Amazon disclosed in the report that it received a record 850,000 work applications for hourly jobs in the US in October 2018 after announcing it would raise its minimum wage to $15 an hour starting Nov. 1. The company said that was more than double its previous record for job applications received in a single month.

Amazon said the new $15 minimum affects more than 250,000 employees in the US and 17,000 employees in the UK (where the increase was £10.50 in the London area and £9.50 everywhere else), plus more than 200,000 workers who were hired for the holiday season. As of Dec. 31, Amazon had 647,500 full- and part-time employees, up 14% from the same period a year earlier.

Here’s the excerpt from Amazon’s quarterly report:

Amazon’s $15 hourly minimum wage went into effect in the U.S. and the U.K. (£10.50 in the London area and £9.50 in the rest of the U.K.) on November 1st for all full-time, part-time, temporary (including those hired by agencies), and seasonal employees. The new Amazon minimum wage benefits more than 250,000 employees in the U.S. and 17,000 employees in the U.K., as well as over 200,000 seasonal employees who were hired this holiday. Following the announcement to increase the minimum wage to $15, Amazon received a company record of approximately 850,000 work applications for hourly positions in the U.S. in October 2018, more than double the previous record for the most applications received in a month.

Analysts had worried Amazon’s wage increase would cut into its profits. So far that doesn’t seem to be the case. Amazon reported $3 billion in profit for the fourth quarter, beating the consensus estimate of $2.8 billion among analysts tracked by FactSet.

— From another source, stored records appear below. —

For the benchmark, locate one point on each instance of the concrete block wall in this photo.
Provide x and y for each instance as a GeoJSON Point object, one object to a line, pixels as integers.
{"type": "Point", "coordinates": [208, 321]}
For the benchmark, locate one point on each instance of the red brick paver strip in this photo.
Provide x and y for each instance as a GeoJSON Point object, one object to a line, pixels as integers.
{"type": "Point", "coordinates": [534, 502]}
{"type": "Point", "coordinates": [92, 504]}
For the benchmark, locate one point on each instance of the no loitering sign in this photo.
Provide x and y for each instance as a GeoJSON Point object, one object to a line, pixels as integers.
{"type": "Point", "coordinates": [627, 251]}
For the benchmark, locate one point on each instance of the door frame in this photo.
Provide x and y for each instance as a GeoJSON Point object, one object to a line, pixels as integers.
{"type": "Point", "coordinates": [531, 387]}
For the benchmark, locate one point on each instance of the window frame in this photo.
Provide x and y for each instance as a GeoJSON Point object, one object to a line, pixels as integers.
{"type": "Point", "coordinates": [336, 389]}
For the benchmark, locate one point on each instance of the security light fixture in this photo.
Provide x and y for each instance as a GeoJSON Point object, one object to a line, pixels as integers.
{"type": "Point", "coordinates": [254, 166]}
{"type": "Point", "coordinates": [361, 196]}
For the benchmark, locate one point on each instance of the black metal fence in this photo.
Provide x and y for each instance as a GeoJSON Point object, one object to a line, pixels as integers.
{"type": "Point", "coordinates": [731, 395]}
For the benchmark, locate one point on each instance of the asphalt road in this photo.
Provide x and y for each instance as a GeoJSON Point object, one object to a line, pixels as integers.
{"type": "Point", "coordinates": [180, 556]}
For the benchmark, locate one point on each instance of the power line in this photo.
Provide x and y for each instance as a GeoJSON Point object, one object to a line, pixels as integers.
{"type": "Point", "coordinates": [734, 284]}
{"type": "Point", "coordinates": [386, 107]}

Amazon unveiled its wage increase just in time for the holiday rush, putting pressure on other companies looking to hire in an already tight labor market. “We need to stay disciplined on this because the cost to find folks to screen them, the time that it takes in this low unemployment environment is more challenging than has been other periods,” Derrek Gafford, chief financial officer of industrial staffing firm TrueBlue, said on an earnings call in early November, in response to a question about the impact of Amazon’s $15-an-hour minimum.